The last piece of the previously
untranslated puzzle is the fragmentary draft of
Rimbaud's most famous work, A Season in Hell.
It's an illuminating look at a work in progress,
full of wrong turns, dead ends and reversals as
we see him come up with one idea, abandon it, run
with another one, cross it out and then take off
again. If you compare it to the final version, you
can see him struggle for a page in the draft, a
struggle that yields one super line he harvests
for the finished version.
Through the years, Rimbaud has become a celebrity
figure of almost mythical proportions. You stress
the poetry over the celebrity, though, and in the
introduction to Rimbaud Complete, you write
at length about how carefully he prepared his poetry.
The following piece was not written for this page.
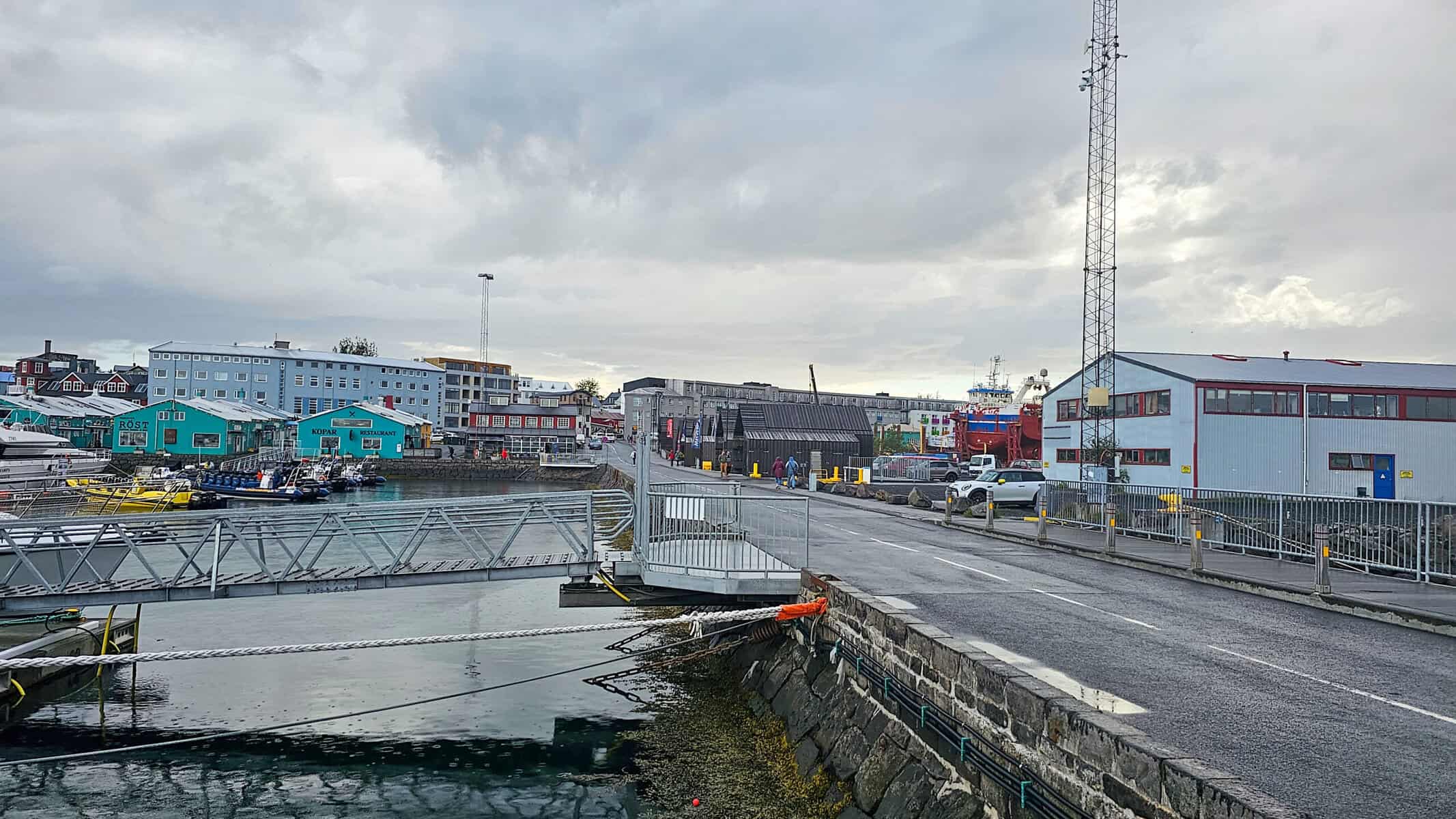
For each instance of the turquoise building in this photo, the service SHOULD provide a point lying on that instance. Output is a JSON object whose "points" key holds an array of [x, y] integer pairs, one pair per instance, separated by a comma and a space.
{"points": [[199, 427], [362, 431], [85, 421]]}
When it came to his composition practices, he was
far from a drunken poet spouting spontaneous, ecstatic
verse. Where do you think the 'real' Rimbaud lies,
on the sliding scale from careful poet to ecstatic
visionary? And how much should that figure influence
our appreciation of his poetry?
I think the 'ecstatic visionary' angle is
horseshit, along with most of the rest of the mythic
baggage attached to Rimbaud. If you want celebrity,
watch Entertainment Tonight. It you want
poetry, read Rimbaud with an open mind. Because
if you don't you'll be searching the poems for signs
of 'ecstatic visions,' or 'adolescent angst' (since
he wrote most of his poems as a teen) or 'gay ideas'
(since he had at least one intimate relationship
with a man). Such reductive readings, which are
still in the vogue despite their obvious shortcomings,
are a mean thing to do to a poem and a stupid thing
to do to oneself: they rob us of the essential thrill
of the experiencing a poem. Poems are vessels of
indeterminacy and doubt, not solutions to quiz questions
about the poet's philosophy of living or amorous
Did your own appreciation of Rimbaud change as you
worked on the translations?
It deepened my understanding of, and respect
for, how serious a stylist and innovator he was,
and redoubled my disgust at how grotesquely the
cult around his life has disfigured the face of
What projects are you working on now?
A book by Dante, La Vita Nuova, his
little treatise on love and poetry and where they
intersect. And several books by the great French
writer Pierre Michon.
It sounds as though you're staying safely away from
what you termed 'sewage.'
Well, in translation, I am, which is a start.